De nos jours encore, c’est vrai aussi que pour certains parmi nous, qui n’aiment pas trop se rappeler que leurs ancêtres furent noirs, le mot moudongue, comme les mots kongo, neg kongo, neg djinen ou neg zoumba, rappellent l’Afrique, et ces expressions sont encore des termes de mépris dans des bouches.

Le figuier maudit de Martinique. Pourquoi parle-t-on du figuier maudit ? Pour cela il faut d’abord se référer aux Évangiles. Dans le désert, Jésus aurait maudit un figuier qui devint stérile. Le banian est un ficus de la famille des Moraceae, une espèce voisine du figuier, c’est un arbre maléfique et malfaisant puisqu’il dévore ce qui se trouve dans son environnement immédiat, en conséquence on l’associe au figuier maudit. A la Martinique, ce ficus qui ne  porte pas des figues et qui peut se développer en arbre géant, c’est le figuier maudit. Il donne généralement des petits fruits au bout de quatre ans et atteint sa pleine production après une dizaine d'années. C’est un figuier étrangleur qui a souvent besoin d’un hôte quel qu’il soit sur lequel il pousse. Des murs en ruine, des arbres, il est tributaire de l’autre qu’il va étrangler pour se développer. Il va le phagocyter. Il envoie ses racines de là où il est perché, rejoindre le sol, il détruit pour vivre. Il semble d’ailleurs être sur terre pour le débarrasser, de tout ce qui a été perpétré et par l'homme et par la nature elle-même.

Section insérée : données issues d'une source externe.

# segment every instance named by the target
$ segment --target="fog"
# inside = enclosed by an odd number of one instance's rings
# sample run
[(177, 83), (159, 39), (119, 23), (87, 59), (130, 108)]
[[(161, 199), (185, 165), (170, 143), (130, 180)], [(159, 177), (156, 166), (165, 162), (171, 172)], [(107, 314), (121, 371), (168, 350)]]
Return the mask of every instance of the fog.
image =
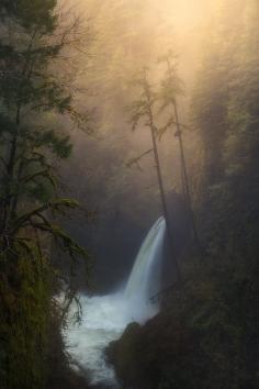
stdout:
[[(168, 51), (176, 53), (178, 76), (184, 84), (184, 96), (178, 101), (180, 121), (189, 124), (200, 48), (216, 5), (204, 0), (89, 0), (76, 2), (72, 9), (89, 29), (75, 85), (78, 107), (91, 112), (91, 134), (72, 133), (74, 156), (61, 167), (61, 175), (68, 182), (66, 193), (95, 214), (94, 222), (78, 215), (80, 222), (71, 221), (68, 227), (97, 259), (98, 287), (115, 286), (126, 277), (145, 232), (161, 213), (151, 153), (134, 163), (151, 148), (151, 138), (144, 123), (134, 132), (128, 123), (128, 107), (138, 93), (132, 81), (139, 69), (148, 67), (157, 88), (165, 73), (157, 59)], [(171, 218), (181, 235), (185, 229), (179, 215), (181, 167), (173, 134), (173, 127), (165, 134), (159, 152), (166, 191), (174, 199)], [(194, 176), (199, 145), (192, 131), (183, 136), (189, 170)]]

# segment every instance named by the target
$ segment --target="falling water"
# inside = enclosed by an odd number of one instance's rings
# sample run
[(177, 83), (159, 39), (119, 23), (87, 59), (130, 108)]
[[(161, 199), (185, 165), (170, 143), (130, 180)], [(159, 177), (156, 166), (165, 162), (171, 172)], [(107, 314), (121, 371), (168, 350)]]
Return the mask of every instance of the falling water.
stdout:
[(144, 240), (124, 291), (81, 296), (82, 324), (71, 324), (65, 335), (70, 356), (92, 386), (117, 388), (114, 371), (105, 360), (105, 347), (121, 336), (128, 323), (144, 323), (158, 313), (159, 307), (149, 298), (159, 291), (165, 231), (160, 218)]

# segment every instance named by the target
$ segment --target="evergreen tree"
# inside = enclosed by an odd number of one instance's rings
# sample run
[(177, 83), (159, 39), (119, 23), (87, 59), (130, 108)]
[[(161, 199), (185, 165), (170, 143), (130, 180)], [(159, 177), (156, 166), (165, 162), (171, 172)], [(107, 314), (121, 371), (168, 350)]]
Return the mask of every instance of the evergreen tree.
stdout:
[[(87, 124), (87, 115), (74, 109), (60, 74), (60, 54), (71, 42), (79, 44), (79, 25), (64, 24), (56, 5), (56, 0), (0, 3), (0, 380), (4, 389), (44, 387), (52, 288), (54, 279), (58, 282), (49, 240), (72, 259), (87, 256), (56, 222), (58, 214), (78, 205), (58, 196), (55, 163), (71, 152), (58, 115)], [(75, 290), (67, 292), (70, 301)]]

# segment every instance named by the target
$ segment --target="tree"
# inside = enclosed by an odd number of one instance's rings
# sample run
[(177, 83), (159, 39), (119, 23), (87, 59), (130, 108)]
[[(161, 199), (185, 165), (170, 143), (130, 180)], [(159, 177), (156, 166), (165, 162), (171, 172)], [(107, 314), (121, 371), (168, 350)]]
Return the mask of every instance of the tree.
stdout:
[[(78, 207), (58, 196), (55, 164), (71, 152), (58, 116), (88, 125), (88, 113), (72, 107), (68, 77), (60, 71), (69, 46), (85, 36), (79, 20), (61, 20), (56, 5), (56, 0), (0, 4), (0, 377), (10, 389), (44, 385), (52, 288), (59, 278), (49, 240), (74, 263), (87, 257), (56, 221)], [(74, 297), (70, 284), (68, 302)]]
[(194, 235), (195, 243), (201, 251), (201, 243), (198, 234), (195, 218), (192, 208), (192, 198), (190, 190), (190, 182), (188, 176), (188, 168), (185, 162), (185, 153), (183, 146), (183, 137), (182, 132), (184, 125), (180, 123), (179, 113), (178, 113), (178, 104), (177, 98), (183, 95), (183, 85), (181, 80), (177, 76), (177, 57), (172, 52), (169, 52), (167, 55), (159, 58), (159, 63), (166, 64), (166, 73), (164, 79), (161, 81), (160, 87), (160, 112), (167, 111), (169, 115), (167, 125), (160, 129), (159, 135), (162, 136), (166, 131), (170, 127), (176, 127), (174, 136), (179, 141), (179, 151), (180, 151), (180, 159), (181, 159), (181, 176), (182, 176), (182, 191), (183, 197), (185, 199), (185, 203), (188, 207), (188, 213)]
[[(158, 135), (159, 135), (160, 131), (156, 126), (154, 115), (155, 115), (155, 107), (158, 101), (157, 100), (158, 96), (156, 92), (154, 92), (151, 85), (149, 84), (147, 68), (144, 68), (138, 74), (138, 76), (135, 79), (135, 84), (140, 89), (140, 96), (139, 96), (139, 99), (135, 100), (132, 104), (131, 122), (133, 125), (133, 130), (136, 130), (139, 122), (144, 121), (145, 126), (147, 126), (150, 131), (154, 158), (155, 158), (155, 163), (156, 163), (155, 166), (156, 166), (158, 186), (159, 186), (159, 191), (160, 191), (160, 197), (161, 197), (162, 212), (164, 212), (165, 220), (166, 220), (167, 234), (168, 234), (171, 256), (172, 256), (172, 260), (173, 260), (173, 264), (176, 267), (176, 278), (177, 278), (177, 281), (181, 285), (181, 282), (182, 282), (181, 271), (180, 271), (180, 267), (178, 264), (178, 259), (174, 255), (173, 234), (172, 234), (171, 226), (170, 226), (169, 212), (168, 212), (168, 207), (167, 207), (167, 201), (166, 201), (166, 192), (165, 192), (165, 188), (164, 188), (162, 173), (161, 173), (161, 168), (160, 168), (160, 160), (159, 160), (158, 145), (157, 145)], [(170, 124), (171, 123), (168, 122), (166, 124), (166, 126), (162, 129), (162, 131), (166, 131), (167, 126), (169, 126)]]

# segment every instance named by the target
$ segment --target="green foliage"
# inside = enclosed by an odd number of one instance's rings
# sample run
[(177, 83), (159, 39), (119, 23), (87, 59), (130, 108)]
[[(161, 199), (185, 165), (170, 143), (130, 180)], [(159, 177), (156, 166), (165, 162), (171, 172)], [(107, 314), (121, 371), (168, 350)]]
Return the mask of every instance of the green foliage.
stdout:
[[(61, 278), (52, 265), (52, 241), (71, 257), (71, 274), (78, 257), (88, 258), (86, 251), (58, 224), (58, 218), (78, 207), (77, 201), (58, 194), (55, 165), (71, 153), (68, 134), (58, 129), (58, 115), (66, 114), (77, 125), (87, 119), (72, 107), (71, 91), (55, 66), (77, 27), (58, 24), (56, 4), (56, 0), (0, 4), (0, 382), (3, 389), (45, 388), (47, 340), (54, 312), (52, 294), (58, 290)], [(69, 276), (65, 282), (69, 304), (76, 290)], [(60, 313), (60, 318), (65, 315), (66, 312)]]

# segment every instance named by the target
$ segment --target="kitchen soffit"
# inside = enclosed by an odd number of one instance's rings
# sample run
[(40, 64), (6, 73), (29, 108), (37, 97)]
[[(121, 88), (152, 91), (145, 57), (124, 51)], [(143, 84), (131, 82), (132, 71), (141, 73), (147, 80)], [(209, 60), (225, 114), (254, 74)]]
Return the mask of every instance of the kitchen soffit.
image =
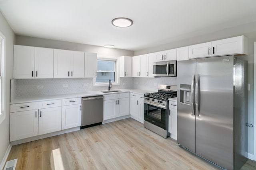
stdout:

Les figuiers étrangleurs s'installent partout, il parait qu’ils se redressent et poussent même si le plant est tête en bas. Alors pourquoi le colon qui croit arriver en Inde, qui voit un arbre aussi destructeur, et qui semble bien tourmenté, qui sait par ses connaissances scientifiques que c’est un arbre de la famille des ficus, lui qui a lu les Écritures et notamment les versets de Marc repris par Mathieu, comment ne va-t-il pas croire que cet arbre est le figuier maudit de la Bible ? Alors comment ne pas comprendre, si on relate par ci par là que des messes basses et d’étranges pratiques se déroulent aux pieds de cet arbre, lui aussi ?

À la tombée de la nuit un Martiniquais qui se « respecte » va toujours éviter d’aller à proximité d’un fromager, ou d’un pied de bois-moudongue, ou encore d’une maison que l’on dit hantée. Il peut raconter, dire ne pas y croire, répéter avec et comme tout le monde que ce ne sont là que des fadaises puériles, des balivernes inutiles, mais lui,  il sait aussi et surtout que deux précautions valent mieux qu’une. Si l’autre qui n’est sans doute pas d’ici, ne comprend pas pourquoi tant de prudence, tant pis pour lui. Tout ceci nous fait dire avec Oliver Wendell Holmes que : « Nous recevons tous au berceau les croyances de notre tribu en tatouage, que la marque peut sembler superficielle mais qu’elle est indélébile ».